Ok, I was able to figure out a few more things. First of all, the benchmark runner does not necessarily exploit the parallelism of GOMAXPROCS out of the box. Second, GOMAXPROCS seems to default to 1x logical cores; I last ran it on a machine where logical cores = 2x physical cores. I adjusted the benchmark code to use RunParallel and adjusted the parallelism of each run.

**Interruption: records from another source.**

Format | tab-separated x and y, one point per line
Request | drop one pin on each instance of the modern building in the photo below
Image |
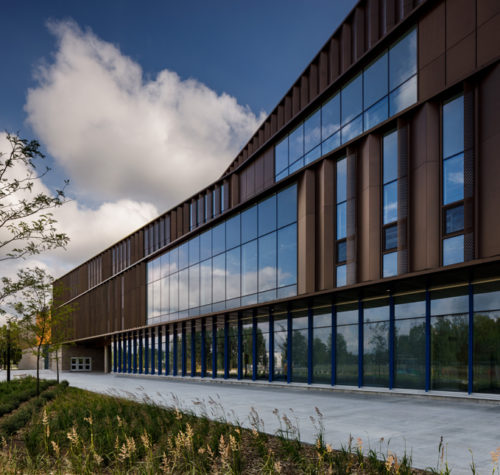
353	241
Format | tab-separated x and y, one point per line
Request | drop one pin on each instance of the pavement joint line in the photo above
479	398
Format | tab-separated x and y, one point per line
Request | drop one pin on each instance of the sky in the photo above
122	93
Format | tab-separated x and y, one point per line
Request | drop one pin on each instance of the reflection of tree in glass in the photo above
449	352
486	352
378	345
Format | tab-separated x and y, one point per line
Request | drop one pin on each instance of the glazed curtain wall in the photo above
385	87
250	257
444	339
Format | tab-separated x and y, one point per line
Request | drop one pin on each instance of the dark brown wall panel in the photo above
295	100
359	33
489	164
346	46
431	35
488	39
325	235
268	167
334	60
306	223
313	81
460	20
304	91
373	21
323	70
235	190
461	59
369	210
425	188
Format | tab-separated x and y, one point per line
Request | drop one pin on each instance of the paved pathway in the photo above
414	424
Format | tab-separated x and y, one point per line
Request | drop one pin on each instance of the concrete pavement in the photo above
383	421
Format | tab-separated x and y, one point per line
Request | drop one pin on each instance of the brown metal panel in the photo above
288	107
106	264
425	188
274	123
460	20
261	134
313	81
235	190
326	238
269	167
173	225
281	115
267	130
488	189
243	184
369	230
461	59
295	100
488	39
431	78
359	32
486	10
251	174
306	236
431	35
403	158
334	60
346	46
217	200
185	218
469	171
179	221
304	89
390	14
373	21
323	69
352	217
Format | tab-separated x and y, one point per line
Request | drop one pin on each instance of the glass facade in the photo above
418	340
385	87
453	181
248	258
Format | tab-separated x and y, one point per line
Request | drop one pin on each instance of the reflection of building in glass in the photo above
354	241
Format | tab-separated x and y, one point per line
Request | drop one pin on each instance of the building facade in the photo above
353	241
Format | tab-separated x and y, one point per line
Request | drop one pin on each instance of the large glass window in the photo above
487	337
247	347
449	339
385	87
376	343
322	345
409	341
280	347
254	259
346	345
300	345
453	181
262	348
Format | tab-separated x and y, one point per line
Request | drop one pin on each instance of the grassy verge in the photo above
14	393
83	432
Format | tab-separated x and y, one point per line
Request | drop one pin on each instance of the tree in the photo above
34	310
26	226
10	348
59	317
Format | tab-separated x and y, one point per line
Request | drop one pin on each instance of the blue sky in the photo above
120	93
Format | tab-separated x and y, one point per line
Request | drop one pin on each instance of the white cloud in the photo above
90	230
120	136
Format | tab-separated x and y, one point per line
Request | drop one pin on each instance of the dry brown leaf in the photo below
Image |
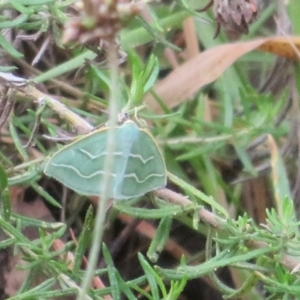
183	82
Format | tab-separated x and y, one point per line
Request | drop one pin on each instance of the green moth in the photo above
137	169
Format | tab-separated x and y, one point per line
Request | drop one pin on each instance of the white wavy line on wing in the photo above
143	160
92	157
143	180
80	174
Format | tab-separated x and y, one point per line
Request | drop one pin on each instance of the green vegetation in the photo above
225	118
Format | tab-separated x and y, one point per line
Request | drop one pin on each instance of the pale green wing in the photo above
138	165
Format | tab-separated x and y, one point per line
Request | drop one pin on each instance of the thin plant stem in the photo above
112	55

Testing on Celeron J3455 @ 1.5 GHz (4 physical and logical cores) gave me PCG at 1.2 cpb and ChaCha8 at 2.6 cpb with cpu=1, but PCG stayed relatively constant across cpu=1,2,4,8 (worst was 1.8 cpb) while ChaCha8 slowed to 6.5 cpb at cpu=2 and 7.5 cpb at cpu=4 and cpu=8.
Back on my M1 Mac (8 logical and physical? cores), both ChaCha8 and PCG generally got better with more cores. ChaCha8 got down to 0.76 cpb at cpu=4 (then regressed a bit at cpu=8) while PCG got down to 0.26 cpb at cpu=8.
I don't think any of these results rule ChaCha8 out completely, though again I'm looking from the perspective of video games, which generally monopolize a machine while running.